Hij wordt afgebeeld in het zwarte habijt van zijn orde en meestal met enkele leerlingen. Patroonheilige van onderwijzers en christelijk onderwijs in het algemeen.
Uit www.rheinische-geschichte.lvr.de
7 april, 21 mei, H. Herman Jozef van Steinfeld (Hermanus van Keulen)
Hij was een Duits mysticus. Hij is geboren te Keulen rond 1150 als zoon van graaf Lotharius en de H. Hildegonda van Meer. Hij werd al jong monnik bij de premonstratenzers in Steinfeld. Hij werd zielzorger in de omgeving en koster van het klooster. Hij betoonde een grote devotie voor de H. Ursula. Hij had verschillende visioenen van Maria en beleefde die relatie als een mystiek huwelijk, vandaar de bijnaam Jozef.

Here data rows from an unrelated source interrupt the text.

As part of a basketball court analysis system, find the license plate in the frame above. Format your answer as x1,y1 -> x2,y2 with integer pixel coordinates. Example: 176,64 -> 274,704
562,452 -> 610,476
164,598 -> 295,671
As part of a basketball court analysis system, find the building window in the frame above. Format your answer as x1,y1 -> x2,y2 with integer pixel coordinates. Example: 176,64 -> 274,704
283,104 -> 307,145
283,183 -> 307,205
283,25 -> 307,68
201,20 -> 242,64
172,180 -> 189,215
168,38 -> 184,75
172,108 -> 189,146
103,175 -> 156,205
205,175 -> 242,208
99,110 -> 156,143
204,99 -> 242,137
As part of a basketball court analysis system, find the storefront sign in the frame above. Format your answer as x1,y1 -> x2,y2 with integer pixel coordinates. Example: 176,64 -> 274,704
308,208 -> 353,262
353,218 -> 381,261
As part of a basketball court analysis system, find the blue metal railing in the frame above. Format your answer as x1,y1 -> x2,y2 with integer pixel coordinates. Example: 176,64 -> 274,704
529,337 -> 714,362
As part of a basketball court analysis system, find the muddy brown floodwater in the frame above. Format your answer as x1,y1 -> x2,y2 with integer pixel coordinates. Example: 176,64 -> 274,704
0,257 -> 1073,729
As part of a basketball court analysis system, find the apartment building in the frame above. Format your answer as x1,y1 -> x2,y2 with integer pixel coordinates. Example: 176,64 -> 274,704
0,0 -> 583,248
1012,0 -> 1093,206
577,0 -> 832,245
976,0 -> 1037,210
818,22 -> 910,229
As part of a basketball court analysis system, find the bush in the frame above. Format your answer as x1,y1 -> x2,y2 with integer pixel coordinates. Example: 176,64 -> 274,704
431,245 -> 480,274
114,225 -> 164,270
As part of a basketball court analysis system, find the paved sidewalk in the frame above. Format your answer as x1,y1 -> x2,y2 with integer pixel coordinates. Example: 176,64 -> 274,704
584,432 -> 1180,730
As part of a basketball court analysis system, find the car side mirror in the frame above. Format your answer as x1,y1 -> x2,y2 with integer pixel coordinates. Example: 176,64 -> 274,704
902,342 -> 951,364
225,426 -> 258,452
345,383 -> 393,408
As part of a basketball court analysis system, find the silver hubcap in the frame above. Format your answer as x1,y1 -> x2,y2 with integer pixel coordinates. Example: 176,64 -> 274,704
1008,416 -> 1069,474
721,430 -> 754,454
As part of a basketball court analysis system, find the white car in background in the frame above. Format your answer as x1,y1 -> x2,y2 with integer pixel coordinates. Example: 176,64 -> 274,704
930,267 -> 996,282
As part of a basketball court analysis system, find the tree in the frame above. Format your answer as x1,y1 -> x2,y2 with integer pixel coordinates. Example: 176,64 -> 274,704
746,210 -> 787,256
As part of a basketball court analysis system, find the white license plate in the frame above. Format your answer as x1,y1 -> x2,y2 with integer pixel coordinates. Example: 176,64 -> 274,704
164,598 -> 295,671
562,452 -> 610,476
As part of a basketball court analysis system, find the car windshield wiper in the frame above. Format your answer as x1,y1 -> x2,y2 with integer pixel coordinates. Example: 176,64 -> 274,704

Als mysticus raakte hij bekend in gans Duitsland om zijn buiten wereldse ervaringen. Overleden in Zulpich op 7 april 1241 of 1252. Alhoewel hij al langer als heilige vereerd werd, werd hij pas in 1958 officieel zalig verklaard door paus Pius XII.
Hij wordt afgebeeld als een jongen die het kind Jezus een appel aanreikt, een zinspeling op een verhaal uit zijn jeugd. Hij had toen de gewoonte om rechtstreeks uit school naar de kerk te gaan en omdat hij Jezus iets wilde geven en niets anders had, gaf hij hem de appel die hij zelf had gekregen, het Christuskind stak zijn hand uit en nam het geschenk aan. Soms zie hem met een sleutel, zijn werk als koster, soms met een evangelieboek of een kelk met rozen, omdat als hij de mis opdroeg er zich een heerlijke geur door de kerk verspreidde.
Hij is de patroon van de uurwerkmakers, hij herstelde ooit de klokken in het klooster en in het nabij gelegen vrouwenstift, de moeders en de kinderen. Hij wordt afgebeeld terwijl hij een kelk met drie rozen draagt.
De bloem van de dag is het stinkende daslook, Allium ursinum.